New Russian State Hacking Group Hits Europe and North America
A newly discovered Russian state hacking group, tracked by Microsoft as Void Blizzard, has been targeting government and critical sectors across Europe and North America, raising concerns about the escalating threat landscape. The group's activities have been primarily focused on organizations in NATO member states and Ukraine since mid-2024, with significant success in compromising user accounts and accessing sensitive information.
The breach of a Ukrainian aviation organization in October 2024 is just one example of Void Blizzard's capabilities. This organization had previously been targeted by Russian General Staff Main Intelligence Directorate (GRU) actor Seashell Blizzard in 2022. The group has achieved numerous other successful compromises, including accessing cloud-hosted data and Microsoft Teams conversations.
The Threat Actor's Tactics and Targets
Void Blizzard typically collects a high volume of emails and files from compromised organizations. It is assessed with high confidence to be Russia-affiliated, with the threat actor likely collecting intelligence to help support the Kremlin's strategic objectives. The primary industries targeted by Void Blizzard include telecoms, defense industrial base, healthcare, government agencies, non-governmental organizations (NGOs), media, law enforcement and transportation.
Microsoft noted that Void Blizzard's tactics, techniques, and procedures (TTPs) are not particularly unique compared to other Advanced Persistent Threat (APT) groups. However, its initial access approaches have evolved recently, with the group shifting from unsophisticated techniques such as password spray attacks to more targeted campaigns like adversary-in-the-middle (AitM) spear phishing.
The Adversary-In-The-Middle Spear Phishing Campaign
In April 2025, Void Blizzard was observed launching an AitM spear phishing campaign that targeted over 20 NGO sector organizations in Europe and the US. The campaign involved spoofing the Microsoft Entra authentication portal using a typosquatting domain, posing as an organizer from the European Defense and Security Summit to lure targets to open a PDF attachment purporting to be an invitation to the Summit.
The attachment contained a malicious QR code that redirected to Void Blizzard's infrastructure, hosting a credential phishing page spoofing the Microsoft Entra authentication page. The threat actor is believed to be using this campaign to steal authentication data, including the input username and password and any cookies generated by the server.
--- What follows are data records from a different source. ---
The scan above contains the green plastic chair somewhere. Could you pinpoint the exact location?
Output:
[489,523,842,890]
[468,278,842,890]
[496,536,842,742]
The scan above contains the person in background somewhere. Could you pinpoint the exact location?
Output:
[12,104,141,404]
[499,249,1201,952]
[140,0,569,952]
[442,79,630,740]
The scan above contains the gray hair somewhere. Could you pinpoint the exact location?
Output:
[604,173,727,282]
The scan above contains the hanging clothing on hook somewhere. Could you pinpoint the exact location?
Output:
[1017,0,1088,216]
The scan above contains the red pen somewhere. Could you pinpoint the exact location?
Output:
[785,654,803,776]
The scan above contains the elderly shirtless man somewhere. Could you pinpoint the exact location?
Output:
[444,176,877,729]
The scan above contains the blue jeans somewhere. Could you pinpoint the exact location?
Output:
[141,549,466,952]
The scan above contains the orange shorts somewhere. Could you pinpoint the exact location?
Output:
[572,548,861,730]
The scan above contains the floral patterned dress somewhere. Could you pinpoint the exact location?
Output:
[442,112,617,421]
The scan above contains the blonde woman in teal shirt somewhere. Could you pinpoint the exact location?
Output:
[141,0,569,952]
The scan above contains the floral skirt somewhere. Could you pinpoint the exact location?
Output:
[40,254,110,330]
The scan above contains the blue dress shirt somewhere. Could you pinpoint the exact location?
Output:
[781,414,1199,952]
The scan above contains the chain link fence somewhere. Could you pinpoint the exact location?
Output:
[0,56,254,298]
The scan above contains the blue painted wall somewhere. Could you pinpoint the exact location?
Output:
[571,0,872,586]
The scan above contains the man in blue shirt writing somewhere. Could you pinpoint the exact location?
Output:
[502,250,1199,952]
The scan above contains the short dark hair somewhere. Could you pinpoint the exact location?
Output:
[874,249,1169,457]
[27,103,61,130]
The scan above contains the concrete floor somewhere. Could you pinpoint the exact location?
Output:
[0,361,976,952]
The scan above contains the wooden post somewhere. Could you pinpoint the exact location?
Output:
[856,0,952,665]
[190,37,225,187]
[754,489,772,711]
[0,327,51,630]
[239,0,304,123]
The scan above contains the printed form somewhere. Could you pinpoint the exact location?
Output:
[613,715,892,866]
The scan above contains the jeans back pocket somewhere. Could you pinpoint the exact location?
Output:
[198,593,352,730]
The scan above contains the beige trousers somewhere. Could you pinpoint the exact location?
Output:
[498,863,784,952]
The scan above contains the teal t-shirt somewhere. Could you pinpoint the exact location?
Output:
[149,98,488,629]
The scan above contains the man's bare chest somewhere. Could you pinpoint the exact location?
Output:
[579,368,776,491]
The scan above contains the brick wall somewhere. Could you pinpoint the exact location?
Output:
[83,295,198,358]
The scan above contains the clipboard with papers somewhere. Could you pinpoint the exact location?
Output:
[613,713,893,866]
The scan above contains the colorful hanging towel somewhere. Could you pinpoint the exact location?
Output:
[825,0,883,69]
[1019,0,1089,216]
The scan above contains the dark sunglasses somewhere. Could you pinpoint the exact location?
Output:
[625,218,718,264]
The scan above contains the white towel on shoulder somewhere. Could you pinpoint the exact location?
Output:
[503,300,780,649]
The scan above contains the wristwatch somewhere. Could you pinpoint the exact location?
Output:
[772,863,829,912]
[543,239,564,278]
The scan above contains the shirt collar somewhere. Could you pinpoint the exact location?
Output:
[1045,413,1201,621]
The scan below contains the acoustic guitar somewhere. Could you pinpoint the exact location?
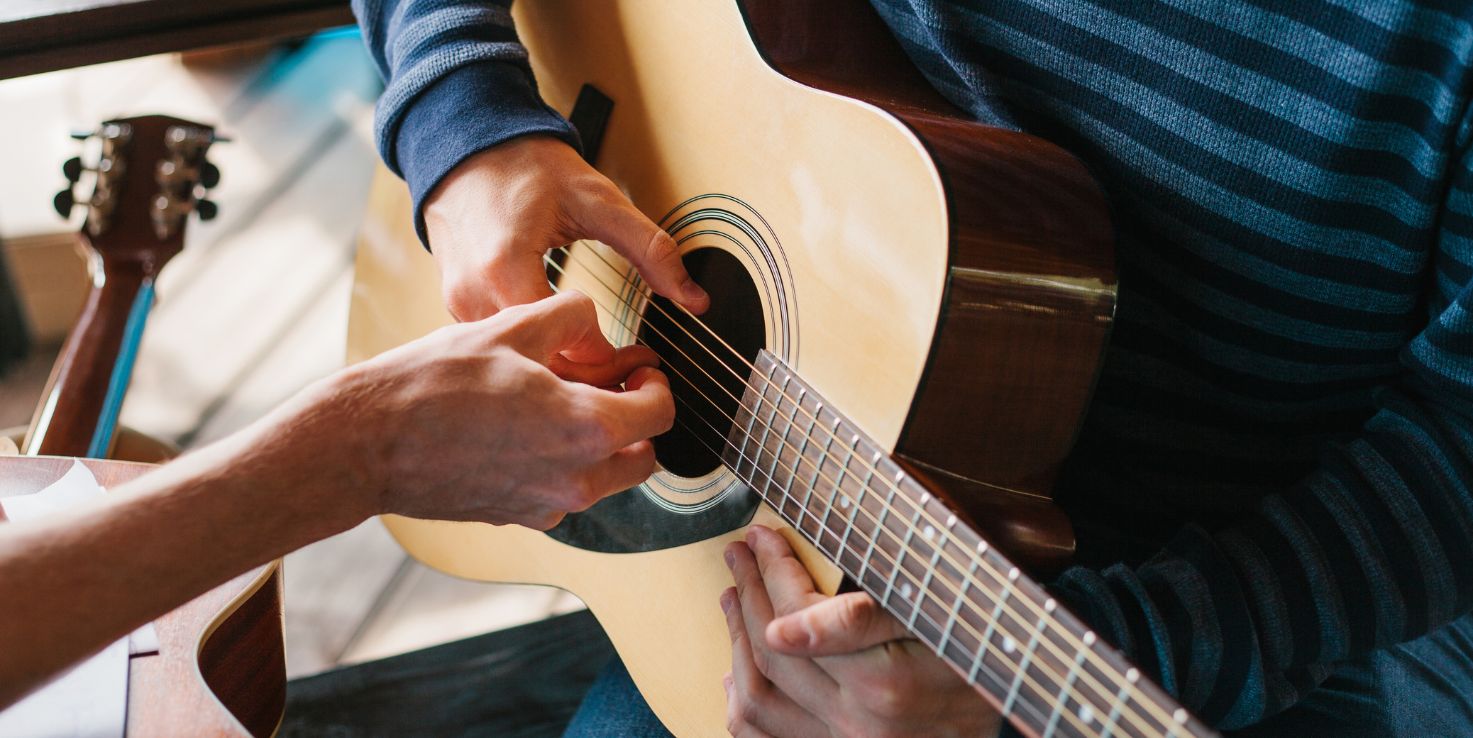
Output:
[0,115,286,737]
[349,0,1212,738]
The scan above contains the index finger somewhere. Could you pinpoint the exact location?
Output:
[571,200,711,315]
[488,290,614,364]
[573,367,675,448]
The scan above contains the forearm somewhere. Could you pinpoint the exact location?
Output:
[352,0,577,245]
[0,386,373,707]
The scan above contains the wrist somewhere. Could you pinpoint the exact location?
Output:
[228,368,383,542]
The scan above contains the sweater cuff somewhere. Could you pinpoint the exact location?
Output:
[384,62,579,249]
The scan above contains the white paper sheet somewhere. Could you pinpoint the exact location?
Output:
[0,461,150,738]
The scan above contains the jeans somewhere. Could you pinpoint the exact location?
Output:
[564,616,1473,738]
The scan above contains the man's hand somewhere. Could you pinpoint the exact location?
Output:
[325,292,675,530]
[424,136,710,321]
[722,526,1002,738]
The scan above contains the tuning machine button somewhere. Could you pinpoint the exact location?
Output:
[62,156,85,184]
[52,189,77,218]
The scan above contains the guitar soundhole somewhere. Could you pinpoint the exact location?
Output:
[639,247,764,479]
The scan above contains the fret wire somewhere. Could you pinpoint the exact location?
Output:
[882,477,924,623]
[678,382,1107,736]
[859,451,893,580]
[1043,633,1094,738]
[788,389,823,536]
[549,256,1184,731]
[941,558,977,648]
[778,382,813,532]
[757,374,792,513]
[1100,669,1139,738]
[809,415,848,548]
[838,435,865,568]
[545,247,1190,729]
[909,515,948,628]
[769,468,1053,726]
[1003,600,1053,714]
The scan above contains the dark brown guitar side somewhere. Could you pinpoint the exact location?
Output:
[741,0,1115,572]
[0,115,286,737]
[0,457,286,738]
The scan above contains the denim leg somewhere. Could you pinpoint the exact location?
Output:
[1231,616,1473,738]
[563,657,670,738]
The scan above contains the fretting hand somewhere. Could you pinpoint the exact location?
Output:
[424,136,710,321]
[722,526,1002,738]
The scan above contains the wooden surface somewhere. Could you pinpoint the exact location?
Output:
[0,457,286,737]
[349,0,1114,735]
[0,32,582,676]
[0,0,354,80]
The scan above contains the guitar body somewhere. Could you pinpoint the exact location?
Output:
[348,0,1114,735]
[0,457,286,738]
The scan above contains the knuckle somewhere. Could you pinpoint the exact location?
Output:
[835,597,875,632]
[737,689,763,725]
[645,227,679,262]
[862,675,912,719]
[751,644,773,678]
[574,415,614,458]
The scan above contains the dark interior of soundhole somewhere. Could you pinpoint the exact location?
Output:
[639,249,763,477]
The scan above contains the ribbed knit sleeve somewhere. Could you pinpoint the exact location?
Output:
[352,0,577,245]
[1055,153,1473,728]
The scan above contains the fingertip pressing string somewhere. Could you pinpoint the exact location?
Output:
[544,247,1178,735]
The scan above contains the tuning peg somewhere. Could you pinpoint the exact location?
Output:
[62,156,85,184]
[52,190,77,218]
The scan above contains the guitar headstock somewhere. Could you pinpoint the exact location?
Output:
[53,115,219,270]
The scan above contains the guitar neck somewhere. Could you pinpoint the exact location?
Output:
[723,351,1214,738]
[24,252,155,458]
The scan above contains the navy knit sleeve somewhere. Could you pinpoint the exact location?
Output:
[1055,142,1473,728]
[352,0,577,245]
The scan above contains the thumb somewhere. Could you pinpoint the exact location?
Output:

Risks for Organizations in Critical Sectors
"This new tactic suggests that Void Blizzard is augmenting their opportunistic but focused access operations with a more targeted approach, increasing the risk for organizations in critical sectors," Microsoft warned. The threat actor's use of legitimate cloud APIs, such as Exchange Online and Microsoft Graph, to enumerate users' mailboxes and cloud-hosted files poses a significant risk to organizations.
Global Reach and Impact
In addition to its European targets, Void Blizzard has also been detected in North America. The group's activities have also had a broader impact, with the Dutch intelligence and security services tracking the group as Laundry Bear. They noted that the threat actor has a particular interest in carrying out espionage attacks against Western companies that produce high-end technologies.
Laundry Bear is looking for information about the purchase and production of military equipment by Western governments and Western supplies of weapons to Ukraine. The Dutch Military Intelligence and Security Service director, Vice Admiral Peter Reesink, stated: "We have seen that this hacker group successfully gains access to sensitive information from a large number of (government) organizations and companies worldwide."
The revelations highlight the growing threat landscape and the need for organizations to prioritize cybersecurity measures. As the threat actor's tactics evolve, it is essential for organizations to stay vigilant and adapt their defenses to mitigate the risks posed by Void Blizzard.